Big mistake for the academy to back down and move the ship out of town. The whiners and complainers were victorious. Now they will never stop until they drive the academy, or at least the ship out of town.
Saying this is like buying a house next to an airport is incorrect. Anyone who had inquired would have learned that the ship was on shore power for 10 months out of the year and gone for the other 2. They also might have learned there was a noise ordanance in town. How many years has the shore power then cruise routine been the norm?
It’s not like they could’ve known a global pandemic would’ve forced the academy to sit there DGs running mid summer.
The residents don’t have a right to complain because your dishwasher is quiet?
No, the school bean counters figured out it was cheaper to park it instead of doing a coastal US cruise and somehow managed to get the CG to agree to counting dock time as seatime.
They could at least have anchored out someplace with a parking lot nearby for an ambulance if “safety” really was a concern.

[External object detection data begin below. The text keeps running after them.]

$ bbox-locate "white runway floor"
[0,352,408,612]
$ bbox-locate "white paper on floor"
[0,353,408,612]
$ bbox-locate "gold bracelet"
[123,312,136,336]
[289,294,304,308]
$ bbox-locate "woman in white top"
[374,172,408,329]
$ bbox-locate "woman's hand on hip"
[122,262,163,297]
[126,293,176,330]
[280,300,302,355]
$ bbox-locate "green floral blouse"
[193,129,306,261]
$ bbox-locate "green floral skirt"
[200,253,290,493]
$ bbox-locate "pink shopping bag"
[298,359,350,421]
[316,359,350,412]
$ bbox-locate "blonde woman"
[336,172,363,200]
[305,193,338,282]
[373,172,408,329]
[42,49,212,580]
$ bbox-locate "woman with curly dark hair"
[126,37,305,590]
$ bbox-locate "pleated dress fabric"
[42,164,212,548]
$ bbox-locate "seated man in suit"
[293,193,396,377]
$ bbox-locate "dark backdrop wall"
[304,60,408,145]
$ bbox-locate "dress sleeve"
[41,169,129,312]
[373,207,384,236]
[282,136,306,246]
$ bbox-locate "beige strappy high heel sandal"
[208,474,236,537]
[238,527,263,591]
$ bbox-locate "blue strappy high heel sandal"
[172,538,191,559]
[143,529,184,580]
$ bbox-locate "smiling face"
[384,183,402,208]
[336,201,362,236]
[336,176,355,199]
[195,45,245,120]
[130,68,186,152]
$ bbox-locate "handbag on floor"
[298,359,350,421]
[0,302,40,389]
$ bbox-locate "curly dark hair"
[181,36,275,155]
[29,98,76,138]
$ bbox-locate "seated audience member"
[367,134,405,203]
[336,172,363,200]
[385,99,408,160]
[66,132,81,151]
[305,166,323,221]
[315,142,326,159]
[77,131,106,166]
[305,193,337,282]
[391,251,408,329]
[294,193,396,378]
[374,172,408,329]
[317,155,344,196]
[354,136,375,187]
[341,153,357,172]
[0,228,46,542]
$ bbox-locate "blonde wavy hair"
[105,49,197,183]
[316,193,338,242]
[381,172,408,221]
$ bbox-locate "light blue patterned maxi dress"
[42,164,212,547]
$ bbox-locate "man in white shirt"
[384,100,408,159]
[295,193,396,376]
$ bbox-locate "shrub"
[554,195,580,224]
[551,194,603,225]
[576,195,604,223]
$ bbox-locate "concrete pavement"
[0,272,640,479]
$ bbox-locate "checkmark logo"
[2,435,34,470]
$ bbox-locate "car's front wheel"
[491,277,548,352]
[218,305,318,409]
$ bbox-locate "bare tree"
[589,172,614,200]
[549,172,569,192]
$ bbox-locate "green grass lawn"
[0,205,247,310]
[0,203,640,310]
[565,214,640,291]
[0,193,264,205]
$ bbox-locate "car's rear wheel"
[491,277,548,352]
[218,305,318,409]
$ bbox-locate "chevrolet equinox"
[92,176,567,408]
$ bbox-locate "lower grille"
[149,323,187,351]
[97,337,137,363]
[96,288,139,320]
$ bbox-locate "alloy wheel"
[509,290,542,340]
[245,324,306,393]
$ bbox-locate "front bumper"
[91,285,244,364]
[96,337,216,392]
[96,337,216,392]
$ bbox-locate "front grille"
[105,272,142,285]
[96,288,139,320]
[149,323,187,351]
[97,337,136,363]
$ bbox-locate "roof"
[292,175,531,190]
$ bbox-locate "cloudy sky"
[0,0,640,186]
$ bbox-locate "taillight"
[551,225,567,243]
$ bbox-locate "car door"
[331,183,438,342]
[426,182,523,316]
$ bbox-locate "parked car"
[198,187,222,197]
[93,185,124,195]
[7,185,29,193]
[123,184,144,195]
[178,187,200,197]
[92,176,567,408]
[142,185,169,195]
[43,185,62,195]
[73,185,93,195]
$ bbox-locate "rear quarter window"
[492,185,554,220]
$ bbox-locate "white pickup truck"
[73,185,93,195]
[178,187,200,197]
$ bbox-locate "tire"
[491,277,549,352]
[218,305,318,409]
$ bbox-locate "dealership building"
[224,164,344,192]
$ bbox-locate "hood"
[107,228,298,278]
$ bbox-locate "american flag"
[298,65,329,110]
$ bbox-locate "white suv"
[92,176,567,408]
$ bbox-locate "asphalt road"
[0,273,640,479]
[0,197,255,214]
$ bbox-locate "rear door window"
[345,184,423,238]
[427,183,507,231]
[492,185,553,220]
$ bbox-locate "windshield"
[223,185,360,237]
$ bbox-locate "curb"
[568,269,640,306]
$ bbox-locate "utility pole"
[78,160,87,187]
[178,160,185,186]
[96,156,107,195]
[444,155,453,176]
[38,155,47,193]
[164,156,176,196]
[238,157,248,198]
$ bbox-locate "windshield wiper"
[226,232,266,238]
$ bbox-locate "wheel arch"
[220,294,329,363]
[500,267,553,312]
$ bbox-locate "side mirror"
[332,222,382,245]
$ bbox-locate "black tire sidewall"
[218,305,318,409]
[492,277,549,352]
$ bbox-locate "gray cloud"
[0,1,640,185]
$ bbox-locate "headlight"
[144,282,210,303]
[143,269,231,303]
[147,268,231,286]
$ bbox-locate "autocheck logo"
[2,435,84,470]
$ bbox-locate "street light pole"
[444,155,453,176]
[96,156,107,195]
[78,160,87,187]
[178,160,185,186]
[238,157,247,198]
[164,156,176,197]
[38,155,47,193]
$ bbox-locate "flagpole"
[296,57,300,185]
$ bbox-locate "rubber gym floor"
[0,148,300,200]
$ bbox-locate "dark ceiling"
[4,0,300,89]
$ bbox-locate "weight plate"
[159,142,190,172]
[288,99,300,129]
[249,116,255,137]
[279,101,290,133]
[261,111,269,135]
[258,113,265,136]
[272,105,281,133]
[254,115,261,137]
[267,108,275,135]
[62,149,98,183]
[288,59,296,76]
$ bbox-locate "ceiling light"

The “residents” (probably, mostly summer residents) have a right to complain, but they don’t have the right to chase the ship off the academy dock and out of town.
What’s next, stopping academy football games because the cheering and noise is over 50db?
The way I hear it, the academy kids have been getting “seatime” standing gangway watch, chipping and painting, and living aboard, at the dock for a long time. The entire “training ship” concept has been a joke for a long time.
Underway time riding on the overcrowded, do nothing, training ship is damn near worthless anyway.
I don’t think the residents chased them out of town, I think it was the publicity stink around the whole scam. It makes the school and CG look like frauds. There isn’t much difference between this scam and buying term papers.